Lo ha detto oggi il presidente della giunta regionale Marco
Marsilio incontrando oggi a L’aquila il ministro della Salute
Orazio Schillaci in visita in città per l’inaugurazione
dell’anno accademico dell’Università degli Studi dell’Aquila e
all’ospedale San Salvatore.
“Con questo accordo – ha sottolineato Marsilio – liberiamo 49
milioni dello Stato, 11 milioni della Regione, per
ristrutturare, governare e mettere a norma l’ospedale di Chieti.

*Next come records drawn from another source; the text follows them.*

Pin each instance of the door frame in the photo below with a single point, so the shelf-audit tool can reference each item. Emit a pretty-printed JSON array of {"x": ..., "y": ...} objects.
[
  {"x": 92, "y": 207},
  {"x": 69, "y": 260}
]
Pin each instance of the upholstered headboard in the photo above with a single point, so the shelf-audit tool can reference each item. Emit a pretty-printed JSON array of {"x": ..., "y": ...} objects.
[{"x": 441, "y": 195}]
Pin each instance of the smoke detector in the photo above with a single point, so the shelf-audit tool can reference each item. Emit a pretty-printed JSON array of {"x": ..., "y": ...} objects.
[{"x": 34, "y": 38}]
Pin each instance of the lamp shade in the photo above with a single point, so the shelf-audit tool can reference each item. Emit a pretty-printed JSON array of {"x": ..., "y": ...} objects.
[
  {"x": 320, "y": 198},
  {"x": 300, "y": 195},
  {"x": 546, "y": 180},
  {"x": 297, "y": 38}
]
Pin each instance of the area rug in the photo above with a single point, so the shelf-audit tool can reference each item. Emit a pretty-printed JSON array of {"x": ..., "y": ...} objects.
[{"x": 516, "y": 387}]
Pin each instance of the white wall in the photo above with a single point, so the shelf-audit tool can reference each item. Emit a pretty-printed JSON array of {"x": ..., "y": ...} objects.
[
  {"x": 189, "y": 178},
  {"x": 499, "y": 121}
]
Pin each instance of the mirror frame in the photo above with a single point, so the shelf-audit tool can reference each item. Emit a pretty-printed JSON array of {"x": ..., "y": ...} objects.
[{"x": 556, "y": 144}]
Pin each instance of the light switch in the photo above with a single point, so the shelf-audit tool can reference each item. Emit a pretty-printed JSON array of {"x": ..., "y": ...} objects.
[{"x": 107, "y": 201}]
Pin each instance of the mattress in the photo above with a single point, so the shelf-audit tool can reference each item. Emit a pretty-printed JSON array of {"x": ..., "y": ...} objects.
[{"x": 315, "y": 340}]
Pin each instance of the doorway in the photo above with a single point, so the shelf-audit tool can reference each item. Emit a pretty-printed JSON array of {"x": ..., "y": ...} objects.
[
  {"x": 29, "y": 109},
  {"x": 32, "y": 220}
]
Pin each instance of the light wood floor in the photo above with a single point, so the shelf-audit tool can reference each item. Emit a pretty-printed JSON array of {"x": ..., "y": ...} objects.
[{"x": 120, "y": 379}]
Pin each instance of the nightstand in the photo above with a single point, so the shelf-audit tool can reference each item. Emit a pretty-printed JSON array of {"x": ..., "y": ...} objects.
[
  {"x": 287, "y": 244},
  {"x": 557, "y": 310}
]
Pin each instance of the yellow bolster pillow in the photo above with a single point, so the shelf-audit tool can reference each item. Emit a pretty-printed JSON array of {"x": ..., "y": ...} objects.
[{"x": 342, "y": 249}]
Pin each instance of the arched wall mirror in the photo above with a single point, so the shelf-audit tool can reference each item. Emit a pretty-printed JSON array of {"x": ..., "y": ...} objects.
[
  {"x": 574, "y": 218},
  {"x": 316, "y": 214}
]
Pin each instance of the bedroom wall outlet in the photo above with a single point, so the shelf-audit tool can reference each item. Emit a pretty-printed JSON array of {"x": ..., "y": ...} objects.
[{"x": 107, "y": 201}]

Si aggiungono oltre 380 milioni che già con gli accordi
precedenti abbiamo liberato per i nuovi ospedali di Avezzano
(L’Aquila), Lanciano e Vasto (Chieti) e per la centrale 118
dell’Aquila che è già un cantiere aperto e in corso di
realizzazione nonché per altri interventi che cambieranno il
volto della sanità abruzzese e la metteranno al passo con i
bisogni dei cittadini”.
“Con il ministro Schillaci – ha proseguito Marsilio – il
passo è cambiato, perché abbiamo avuto finalmente qualcuno che
ha capito quale fosse la reale esigenza di un territorio
fragile, con bassa densità demografica, montano dove non
potevano essere applicate le stesse regole valide per Roma,
Napoli e Milano, all’Aquila, Pescara, Chieti o a Teramo. Abbiamo
approvato finalmente la rete ospedaliera. Abbiamo liberato quasi
mezzo miliardo di euro che dal 1998 erano fermi a Roma per
investire sull’edilizia ospedaliera, di cui oggi sono
orgoglioso. Io iniziai il mio rapporto con il Ministero della
Salute ricevendo su questo un duro ammonimento, perché
giustamente ai piani alti del Ministero mi dissero, perché
venite a reclamare e basta e non presentate i progetti e
lasciate marcire centinaia di milioni dentro le casse dello
Stato? Ci siamo rimboccati le maniche, il passaggio dalla rete
ospedaliera è stato essenziale”.
“La prego- ha concluso Marsilio rivolgendosi al ministro
Schillaci – di considerare la rete ospedale dell’Abruzzo il
modello sul quale modificare il Dm Lorenzin”.